Acute Cholecystitis
Summary
Acute Cholecystitis is the acute inflammation of the gallbladder, almost always (>90%) caused by the impaction of a gallstone in the Cystic Duct (Calculous Cholecystitis). The obstruction leads to bile stasis, chemical irritation, and subsequent bacterial superinfection. It is a surgical emergency necessitating antibiotics and, increasingly, early "hot" laparoscopic cholecystectomy. [1,2]
The Clinical Spectrum
- Biliary Colic: Temporary obstruction. Pain less than 6 hours. No inflammation (Normal WCC/CRP). Murphy's Negative.
- Acute Cholecystitis: Persistent obstruction. Pain >6 hours. Inflammation (High WCC/CRP). Murphy's Positive.
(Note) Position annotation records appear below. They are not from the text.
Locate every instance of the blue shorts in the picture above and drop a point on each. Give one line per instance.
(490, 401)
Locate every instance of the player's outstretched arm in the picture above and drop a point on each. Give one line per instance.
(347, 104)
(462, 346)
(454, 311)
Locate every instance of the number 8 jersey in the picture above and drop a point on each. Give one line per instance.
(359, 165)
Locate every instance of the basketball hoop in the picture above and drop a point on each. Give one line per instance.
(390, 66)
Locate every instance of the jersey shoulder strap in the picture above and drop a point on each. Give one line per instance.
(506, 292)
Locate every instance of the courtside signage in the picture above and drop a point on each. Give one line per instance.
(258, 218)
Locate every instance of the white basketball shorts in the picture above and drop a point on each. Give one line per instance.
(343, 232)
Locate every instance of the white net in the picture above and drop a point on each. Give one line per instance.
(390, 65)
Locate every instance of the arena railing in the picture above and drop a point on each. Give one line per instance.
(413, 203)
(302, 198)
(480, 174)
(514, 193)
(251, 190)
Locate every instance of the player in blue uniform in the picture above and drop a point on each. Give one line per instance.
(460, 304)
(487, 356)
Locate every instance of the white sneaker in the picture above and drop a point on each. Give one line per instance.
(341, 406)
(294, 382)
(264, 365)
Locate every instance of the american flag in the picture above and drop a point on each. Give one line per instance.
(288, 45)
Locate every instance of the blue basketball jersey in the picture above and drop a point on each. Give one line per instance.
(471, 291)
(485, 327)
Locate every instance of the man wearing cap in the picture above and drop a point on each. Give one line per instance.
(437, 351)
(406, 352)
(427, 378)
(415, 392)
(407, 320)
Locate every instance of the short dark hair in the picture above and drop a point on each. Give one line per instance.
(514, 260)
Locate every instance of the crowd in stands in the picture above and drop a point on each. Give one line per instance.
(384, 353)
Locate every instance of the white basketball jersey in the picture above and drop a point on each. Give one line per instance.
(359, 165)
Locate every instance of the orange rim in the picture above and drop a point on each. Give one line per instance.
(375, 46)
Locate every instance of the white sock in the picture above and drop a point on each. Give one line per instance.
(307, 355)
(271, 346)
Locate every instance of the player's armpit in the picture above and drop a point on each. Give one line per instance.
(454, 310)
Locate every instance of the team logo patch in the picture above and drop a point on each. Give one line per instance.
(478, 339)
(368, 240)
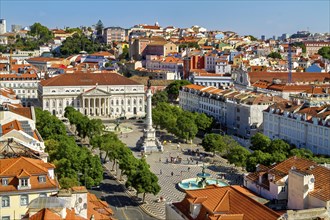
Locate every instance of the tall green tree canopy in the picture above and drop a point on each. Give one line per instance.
(99, 27)
(275, 55)
(173, 89)
(41, 32)
(324, 52)
(213, 143)
(260, 142)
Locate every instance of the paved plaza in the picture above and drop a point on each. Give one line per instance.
(160, 165)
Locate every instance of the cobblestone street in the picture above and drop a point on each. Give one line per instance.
(160, 165)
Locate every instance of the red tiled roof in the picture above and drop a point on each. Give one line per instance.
(224, 203)
(88, 79)
(283, 76)
(13, 168)
(321, 174)
(23, 111)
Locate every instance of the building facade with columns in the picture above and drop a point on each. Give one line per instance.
(108, 95)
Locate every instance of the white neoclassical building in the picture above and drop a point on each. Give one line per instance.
(107, 95)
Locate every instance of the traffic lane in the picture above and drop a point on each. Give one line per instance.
(122, 205)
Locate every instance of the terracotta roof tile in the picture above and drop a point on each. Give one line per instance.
(88, 79)
(225, 203)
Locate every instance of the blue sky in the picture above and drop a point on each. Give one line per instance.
(245, 17)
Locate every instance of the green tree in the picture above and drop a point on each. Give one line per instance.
(99, 27)
(203, 121)
(67, 182)
(42, 33)
(324, 52)
(252, 38)
(48, 125)
(301, 152)
(280, 146)
(260, 142)
(173, 89)
(238, 155)
(213, 143)
(301, 45)
(275, 55)
(159, 96)
(185, 127)
(258, 157)
(143, 180)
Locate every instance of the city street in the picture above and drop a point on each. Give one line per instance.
(114, 194)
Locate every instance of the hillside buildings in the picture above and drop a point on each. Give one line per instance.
(303, 126)
(213, 202)
(240, 113)
(22, 180)
(295, 183)
(93, 94)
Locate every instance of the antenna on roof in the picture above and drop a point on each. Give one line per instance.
(289, 63)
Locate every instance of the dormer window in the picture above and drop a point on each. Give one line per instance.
(5, 181)
(42, 179)
(24, 182)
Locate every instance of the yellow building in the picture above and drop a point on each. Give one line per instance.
(22, 180)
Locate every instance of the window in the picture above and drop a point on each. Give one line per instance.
(24, 200)
(5, 202)
(24, 182)
(42, 179)
(42, 195)
(5, 181)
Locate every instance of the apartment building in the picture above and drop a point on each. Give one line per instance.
(24, 84)
(22, 180)
(111, 34)
(306, 127)
(295, 183)
(240, 113)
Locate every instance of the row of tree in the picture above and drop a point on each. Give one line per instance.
(73, 163)
(183, 124)
(265, 150)
(137, 171)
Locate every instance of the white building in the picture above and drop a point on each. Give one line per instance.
(3, 27)
(23, 84)
(210, 79)
(93, 94)
(306, 127)
(240, 113)
(169, 64)
(295, 183)
(210, 61)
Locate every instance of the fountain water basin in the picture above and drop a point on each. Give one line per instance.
(194, 183)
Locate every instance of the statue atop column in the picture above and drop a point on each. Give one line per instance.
(148, 142)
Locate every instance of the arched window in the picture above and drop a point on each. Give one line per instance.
(5, 201)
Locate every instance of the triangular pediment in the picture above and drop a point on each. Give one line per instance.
(95, 92)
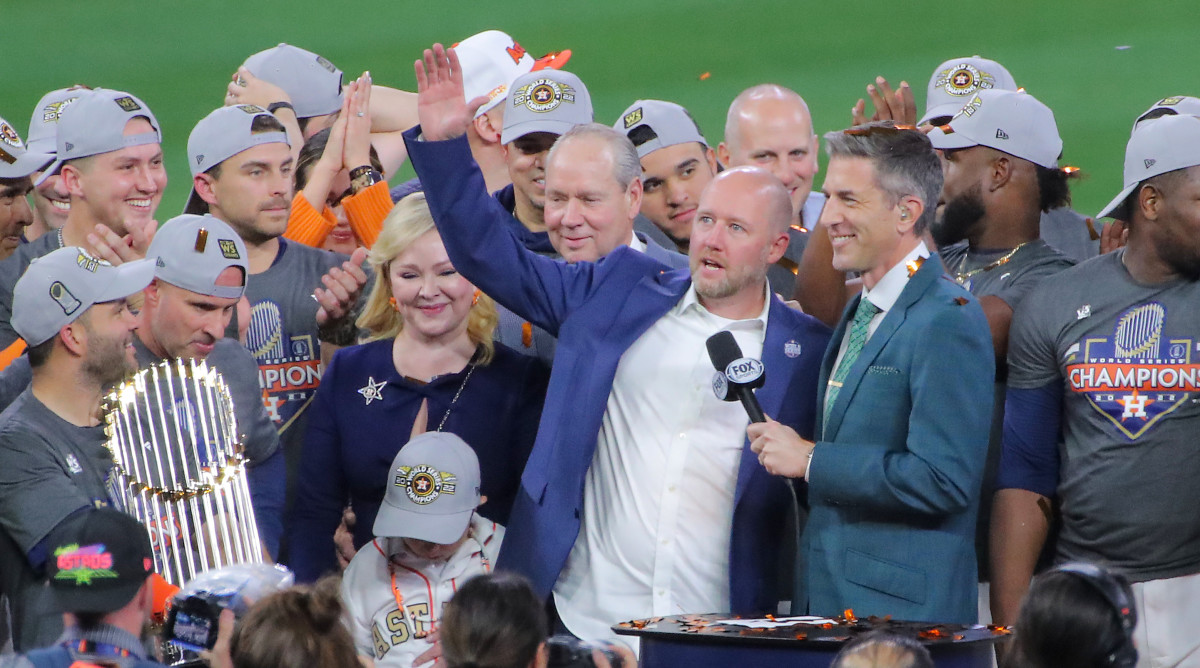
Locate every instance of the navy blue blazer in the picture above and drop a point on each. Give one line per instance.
(894, 479)
(598, 311)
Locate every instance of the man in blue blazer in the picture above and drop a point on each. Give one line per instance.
(905, 401)
(631, 437)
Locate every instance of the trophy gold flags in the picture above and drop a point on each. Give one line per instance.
(180, 468)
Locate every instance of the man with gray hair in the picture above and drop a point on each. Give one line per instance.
(894, 473)
(769, 126)
(641, 497)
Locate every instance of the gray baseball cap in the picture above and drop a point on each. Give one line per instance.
(16, 160)
(1157, 146)
(545, 101)
(653, 124)
(220, 136)
(95, 124)
(312, 83)
(957, 79)
(1006, 120)
(45, 124)
(1170, 107)
(192, 251)
(432, 489)
(61, 286)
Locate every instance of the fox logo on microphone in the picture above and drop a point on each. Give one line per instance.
(744, 371)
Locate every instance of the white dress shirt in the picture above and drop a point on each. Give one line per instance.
(658, 499)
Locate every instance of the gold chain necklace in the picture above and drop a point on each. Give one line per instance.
(961, 276)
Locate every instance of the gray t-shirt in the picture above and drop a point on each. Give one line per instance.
(49, 469)
(1128, 464)
(11, 270)
(1011, 282)
(282, 337)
- Ascending Cholangitis: Obstruction of the Common Bile Duct. Jaundice + Fever + Rigors (Charcot's Triad). Sepsis.
Clinical Pearls
Murphy's Sign: The pathognomonic sign. Place hand in RUQ. Ask patient to inspire deeply. The inflamed gallbladder descends and hits your hand, causing a sharp catch in breath ("Inspiratory Arrest"). If they don't stop breathing, it's not Murphy's.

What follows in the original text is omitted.